This repository contains the source code for our paper:
Factorized Contrastive Learning: Going Beyond Multi-view Redundancy
Paul Pu Liang, Zihao Deng, Martin Ma*, James Zou, Louis-Philippe Morency, Ruslan Salakhutdinov
NeurIPS 2023
If you find this repository useful, please cite our paper:
@inproceedings{liang2023factorized,
title={Factorized Contrastive Learning: Going Beyond Multi-view Redundancy},
author={Liang, Paul Pu and Deng, Zihao and Ma, Martin and Zou, James and Morency, Louis-Philippe and Salakhutdinov, Ruslan},
booktitle={Advances in Neural Information Processing Systems},
year={2023}
}
Factorized Contrastive Learning (FactorCL) is a new multimodal representation learning method to go beyond multi-view redundancy. It factorizes task-relevant information into shared and unique representations and captures task-relevant information via maximizing MI lower bounds and removing task-irrelevant information via minimizing MI upper bounds.
We first compare our proposed NCE-CLUB estimator to the InfoNCE and CLUB estimators on a toy Gaussian dataset for MI estimation.
All objectives (InfoNCE, CLUB, NCE-CLUB) and the critic models are implemented in critic_objectives.py
.
Please follow the steps in the notebook Gaussian_MI_Est/NCE_CLUB_Gaussian.ipynb
to get a demonstration of the estimation quality of each estimator.

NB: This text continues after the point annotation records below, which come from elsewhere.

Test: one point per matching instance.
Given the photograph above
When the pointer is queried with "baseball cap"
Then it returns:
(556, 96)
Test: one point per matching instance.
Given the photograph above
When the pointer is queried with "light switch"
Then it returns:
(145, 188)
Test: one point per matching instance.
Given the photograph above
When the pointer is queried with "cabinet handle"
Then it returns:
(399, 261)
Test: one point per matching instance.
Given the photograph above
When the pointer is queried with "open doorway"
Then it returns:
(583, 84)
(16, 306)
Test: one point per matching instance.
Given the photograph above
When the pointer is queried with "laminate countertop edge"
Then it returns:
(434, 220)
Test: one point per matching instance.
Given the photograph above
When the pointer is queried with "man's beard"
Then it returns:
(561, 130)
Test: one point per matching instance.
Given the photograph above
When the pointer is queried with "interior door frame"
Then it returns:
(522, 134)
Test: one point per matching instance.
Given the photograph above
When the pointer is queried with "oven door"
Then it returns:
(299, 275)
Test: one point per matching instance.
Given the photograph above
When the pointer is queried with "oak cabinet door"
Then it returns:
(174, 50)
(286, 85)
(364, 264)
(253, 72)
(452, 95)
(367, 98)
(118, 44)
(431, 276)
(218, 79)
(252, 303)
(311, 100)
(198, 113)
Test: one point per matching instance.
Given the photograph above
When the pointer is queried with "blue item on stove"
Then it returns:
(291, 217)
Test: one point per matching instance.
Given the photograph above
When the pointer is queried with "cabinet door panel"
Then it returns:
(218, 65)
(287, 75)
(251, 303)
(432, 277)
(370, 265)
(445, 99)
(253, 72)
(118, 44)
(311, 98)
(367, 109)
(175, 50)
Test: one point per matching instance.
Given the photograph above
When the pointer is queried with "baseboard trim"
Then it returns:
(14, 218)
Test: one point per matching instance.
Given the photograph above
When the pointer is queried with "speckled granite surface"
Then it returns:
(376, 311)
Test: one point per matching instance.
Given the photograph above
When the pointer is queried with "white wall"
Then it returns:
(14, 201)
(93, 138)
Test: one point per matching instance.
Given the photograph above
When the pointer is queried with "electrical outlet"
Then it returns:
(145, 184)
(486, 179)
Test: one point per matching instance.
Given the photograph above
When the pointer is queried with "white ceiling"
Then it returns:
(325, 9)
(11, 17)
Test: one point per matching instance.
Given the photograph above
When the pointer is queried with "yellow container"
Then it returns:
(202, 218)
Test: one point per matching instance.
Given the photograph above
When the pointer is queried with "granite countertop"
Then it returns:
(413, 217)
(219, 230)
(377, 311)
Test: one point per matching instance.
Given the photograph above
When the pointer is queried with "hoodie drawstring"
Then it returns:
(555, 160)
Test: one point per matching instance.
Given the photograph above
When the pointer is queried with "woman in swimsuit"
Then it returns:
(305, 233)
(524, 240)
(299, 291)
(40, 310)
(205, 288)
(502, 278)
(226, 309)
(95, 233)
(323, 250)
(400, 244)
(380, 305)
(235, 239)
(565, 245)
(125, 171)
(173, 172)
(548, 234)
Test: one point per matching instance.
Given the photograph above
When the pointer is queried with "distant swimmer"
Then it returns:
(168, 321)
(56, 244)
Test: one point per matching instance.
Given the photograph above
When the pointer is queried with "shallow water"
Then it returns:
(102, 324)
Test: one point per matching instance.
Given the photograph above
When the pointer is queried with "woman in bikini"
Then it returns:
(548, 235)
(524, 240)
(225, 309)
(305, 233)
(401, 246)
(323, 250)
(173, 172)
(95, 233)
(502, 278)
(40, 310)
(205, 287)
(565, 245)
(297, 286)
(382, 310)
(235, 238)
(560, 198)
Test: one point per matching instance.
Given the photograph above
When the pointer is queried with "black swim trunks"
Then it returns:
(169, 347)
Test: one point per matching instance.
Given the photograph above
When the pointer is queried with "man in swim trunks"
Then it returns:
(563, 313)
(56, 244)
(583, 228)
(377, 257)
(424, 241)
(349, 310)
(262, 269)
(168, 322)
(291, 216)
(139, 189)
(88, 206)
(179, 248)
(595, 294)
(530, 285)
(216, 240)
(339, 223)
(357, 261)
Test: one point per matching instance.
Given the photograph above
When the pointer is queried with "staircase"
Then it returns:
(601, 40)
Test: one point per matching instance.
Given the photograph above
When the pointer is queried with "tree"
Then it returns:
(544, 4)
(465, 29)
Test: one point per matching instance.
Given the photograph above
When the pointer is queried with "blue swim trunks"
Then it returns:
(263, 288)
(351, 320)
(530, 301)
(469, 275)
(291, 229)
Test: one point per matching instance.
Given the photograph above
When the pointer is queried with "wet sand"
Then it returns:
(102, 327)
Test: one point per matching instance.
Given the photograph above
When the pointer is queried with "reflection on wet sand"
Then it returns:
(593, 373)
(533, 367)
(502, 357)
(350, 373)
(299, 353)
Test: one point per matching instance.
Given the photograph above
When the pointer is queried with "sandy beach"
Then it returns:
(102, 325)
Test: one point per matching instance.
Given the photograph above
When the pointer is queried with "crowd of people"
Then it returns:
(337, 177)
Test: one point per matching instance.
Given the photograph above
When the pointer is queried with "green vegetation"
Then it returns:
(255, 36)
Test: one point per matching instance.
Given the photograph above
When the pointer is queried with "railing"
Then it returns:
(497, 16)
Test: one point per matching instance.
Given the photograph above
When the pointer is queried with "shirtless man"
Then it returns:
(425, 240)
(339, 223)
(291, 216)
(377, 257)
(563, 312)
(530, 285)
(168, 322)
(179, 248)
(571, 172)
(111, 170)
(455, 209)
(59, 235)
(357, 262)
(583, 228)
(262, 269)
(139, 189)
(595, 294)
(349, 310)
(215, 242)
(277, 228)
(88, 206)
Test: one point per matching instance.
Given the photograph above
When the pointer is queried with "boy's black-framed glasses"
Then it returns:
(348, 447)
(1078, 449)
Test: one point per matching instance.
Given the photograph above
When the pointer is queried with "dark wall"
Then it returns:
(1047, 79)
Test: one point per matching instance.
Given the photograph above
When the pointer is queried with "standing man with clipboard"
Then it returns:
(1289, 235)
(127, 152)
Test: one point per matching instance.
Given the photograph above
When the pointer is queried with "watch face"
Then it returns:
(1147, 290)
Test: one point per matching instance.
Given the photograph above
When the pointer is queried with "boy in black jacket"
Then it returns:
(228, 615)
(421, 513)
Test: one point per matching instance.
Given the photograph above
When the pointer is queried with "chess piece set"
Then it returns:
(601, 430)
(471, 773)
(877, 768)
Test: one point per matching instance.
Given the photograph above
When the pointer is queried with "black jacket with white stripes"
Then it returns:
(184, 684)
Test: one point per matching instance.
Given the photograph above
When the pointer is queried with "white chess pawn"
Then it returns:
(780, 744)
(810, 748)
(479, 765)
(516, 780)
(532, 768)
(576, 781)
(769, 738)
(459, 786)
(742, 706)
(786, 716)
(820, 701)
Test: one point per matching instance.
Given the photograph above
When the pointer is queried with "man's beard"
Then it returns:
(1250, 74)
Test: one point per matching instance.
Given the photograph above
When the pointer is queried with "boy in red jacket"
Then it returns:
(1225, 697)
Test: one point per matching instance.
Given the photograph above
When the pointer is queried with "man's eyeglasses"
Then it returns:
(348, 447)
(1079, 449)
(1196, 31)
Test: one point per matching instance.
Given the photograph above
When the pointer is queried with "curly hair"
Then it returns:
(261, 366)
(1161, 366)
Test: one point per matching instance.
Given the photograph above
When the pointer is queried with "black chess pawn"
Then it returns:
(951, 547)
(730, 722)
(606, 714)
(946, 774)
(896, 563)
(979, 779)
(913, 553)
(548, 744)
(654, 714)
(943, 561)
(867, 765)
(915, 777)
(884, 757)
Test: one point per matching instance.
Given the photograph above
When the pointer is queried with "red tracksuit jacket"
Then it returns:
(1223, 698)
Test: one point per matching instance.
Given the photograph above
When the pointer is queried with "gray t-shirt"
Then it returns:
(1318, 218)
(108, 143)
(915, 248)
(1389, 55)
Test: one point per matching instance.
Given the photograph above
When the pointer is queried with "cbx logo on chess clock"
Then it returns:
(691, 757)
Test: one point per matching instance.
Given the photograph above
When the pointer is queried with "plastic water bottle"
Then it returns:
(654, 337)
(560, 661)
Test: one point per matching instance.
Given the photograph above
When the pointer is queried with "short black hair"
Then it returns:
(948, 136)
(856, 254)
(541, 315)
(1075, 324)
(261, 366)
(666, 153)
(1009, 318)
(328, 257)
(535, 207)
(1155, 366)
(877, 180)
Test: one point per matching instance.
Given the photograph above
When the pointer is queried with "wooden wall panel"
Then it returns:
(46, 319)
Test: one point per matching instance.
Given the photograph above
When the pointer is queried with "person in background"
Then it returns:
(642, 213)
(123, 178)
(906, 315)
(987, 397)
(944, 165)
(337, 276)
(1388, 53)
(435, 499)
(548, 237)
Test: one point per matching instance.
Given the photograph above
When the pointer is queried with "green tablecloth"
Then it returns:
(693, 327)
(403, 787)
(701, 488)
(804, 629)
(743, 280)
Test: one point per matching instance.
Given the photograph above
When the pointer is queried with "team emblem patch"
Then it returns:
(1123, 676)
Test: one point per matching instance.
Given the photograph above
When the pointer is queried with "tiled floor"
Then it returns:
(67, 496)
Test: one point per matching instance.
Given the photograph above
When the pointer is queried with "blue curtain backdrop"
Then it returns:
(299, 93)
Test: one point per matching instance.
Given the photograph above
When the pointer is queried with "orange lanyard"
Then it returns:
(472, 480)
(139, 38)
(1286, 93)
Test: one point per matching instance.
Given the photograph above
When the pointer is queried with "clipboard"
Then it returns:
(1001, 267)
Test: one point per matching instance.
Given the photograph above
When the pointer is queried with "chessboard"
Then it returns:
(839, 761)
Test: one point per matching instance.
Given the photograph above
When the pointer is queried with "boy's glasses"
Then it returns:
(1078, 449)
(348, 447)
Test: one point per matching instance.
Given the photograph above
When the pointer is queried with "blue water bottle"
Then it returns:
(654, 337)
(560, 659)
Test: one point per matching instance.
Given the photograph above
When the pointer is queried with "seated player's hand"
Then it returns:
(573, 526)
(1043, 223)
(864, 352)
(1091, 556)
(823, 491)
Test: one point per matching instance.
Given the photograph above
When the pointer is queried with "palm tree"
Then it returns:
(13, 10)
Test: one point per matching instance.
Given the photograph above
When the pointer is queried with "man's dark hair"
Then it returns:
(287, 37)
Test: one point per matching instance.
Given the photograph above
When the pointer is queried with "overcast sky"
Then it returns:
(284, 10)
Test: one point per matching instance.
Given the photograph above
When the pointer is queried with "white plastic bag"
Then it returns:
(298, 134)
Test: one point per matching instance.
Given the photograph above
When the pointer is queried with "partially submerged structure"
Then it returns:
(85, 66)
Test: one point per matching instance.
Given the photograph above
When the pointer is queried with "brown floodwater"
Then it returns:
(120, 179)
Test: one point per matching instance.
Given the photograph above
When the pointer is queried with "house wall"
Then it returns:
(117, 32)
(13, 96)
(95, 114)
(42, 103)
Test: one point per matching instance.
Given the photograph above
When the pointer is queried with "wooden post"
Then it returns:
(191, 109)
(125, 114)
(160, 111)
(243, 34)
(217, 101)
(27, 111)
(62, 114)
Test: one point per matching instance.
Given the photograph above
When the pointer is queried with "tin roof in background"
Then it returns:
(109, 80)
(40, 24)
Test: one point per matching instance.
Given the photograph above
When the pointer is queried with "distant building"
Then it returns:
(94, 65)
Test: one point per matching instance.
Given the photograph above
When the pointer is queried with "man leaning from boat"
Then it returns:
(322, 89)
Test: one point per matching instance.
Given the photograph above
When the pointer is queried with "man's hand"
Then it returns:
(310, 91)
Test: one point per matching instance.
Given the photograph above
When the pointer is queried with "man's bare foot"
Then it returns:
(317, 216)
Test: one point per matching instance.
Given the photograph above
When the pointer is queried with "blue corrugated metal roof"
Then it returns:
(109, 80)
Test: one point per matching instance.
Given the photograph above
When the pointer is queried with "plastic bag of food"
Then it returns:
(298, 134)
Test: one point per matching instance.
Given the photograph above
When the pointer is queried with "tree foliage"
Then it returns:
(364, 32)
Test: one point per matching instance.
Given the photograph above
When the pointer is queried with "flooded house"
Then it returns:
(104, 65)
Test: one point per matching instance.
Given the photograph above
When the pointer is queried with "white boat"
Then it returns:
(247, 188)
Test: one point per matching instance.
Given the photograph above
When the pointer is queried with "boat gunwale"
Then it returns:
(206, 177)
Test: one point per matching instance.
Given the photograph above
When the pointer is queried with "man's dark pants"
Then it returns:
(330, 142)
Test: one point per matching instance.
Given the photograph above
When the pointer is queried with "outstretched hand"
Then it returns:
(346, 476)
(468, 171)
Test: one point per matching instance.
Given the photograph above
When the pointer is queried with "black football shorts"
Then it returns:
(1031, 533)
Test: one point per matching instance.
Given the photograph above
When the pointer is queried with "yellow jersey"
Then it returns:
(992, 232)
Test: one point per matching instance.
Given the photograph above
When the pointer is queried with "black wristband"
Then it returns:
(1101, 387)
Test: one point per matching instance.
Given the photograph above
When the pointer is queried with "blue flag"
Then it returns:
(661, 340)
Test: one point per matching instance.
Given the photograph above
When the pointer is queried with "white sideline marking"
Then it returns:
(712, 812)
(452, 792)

We perform experiments on data with controllable ratios of task-relevant shared and unique information. The synthetic data allows us to investigate the performance of each objective under different conditions of shared information.
The synthetic dataset and generation process are implemented in Synthetic/dataset.py
.
Follow steps in the notebook Synthetic/synthetic_example.ipynb
to generate synthetic data with customized shared information and run FactorCL/SimCLR/SupCon on the generated data. The implementations for SimCLR and SupCon are adapted from here.
We evaluate the performance of our proposed FactorCL objective on a suite of datasets from Multibench with different shared and unique information.
You can find examples of running the model in the notebook Multibench/multibench_example.ipynb
.
We used encoders and preprocessed features provided by the Multibench repository. You can also train the model using raw data and other encoders designs.
IRFL (Image Recognition of Figurative Language) is a dataset for examining vision and language models' abilities on figurative languages. In our experiment the model is evaluated for the task of predicting the type of figurative language, including idiom, metaphor, and simile.
For this dataset we compare performances of different objectives on pretrained CLIP image and text encoders. The encoder weights are continually pretrained using each objective.
Follow steps in the notebook IRFL/IRFL_example.ipynb
to process the IRFL data and train using CLIP models.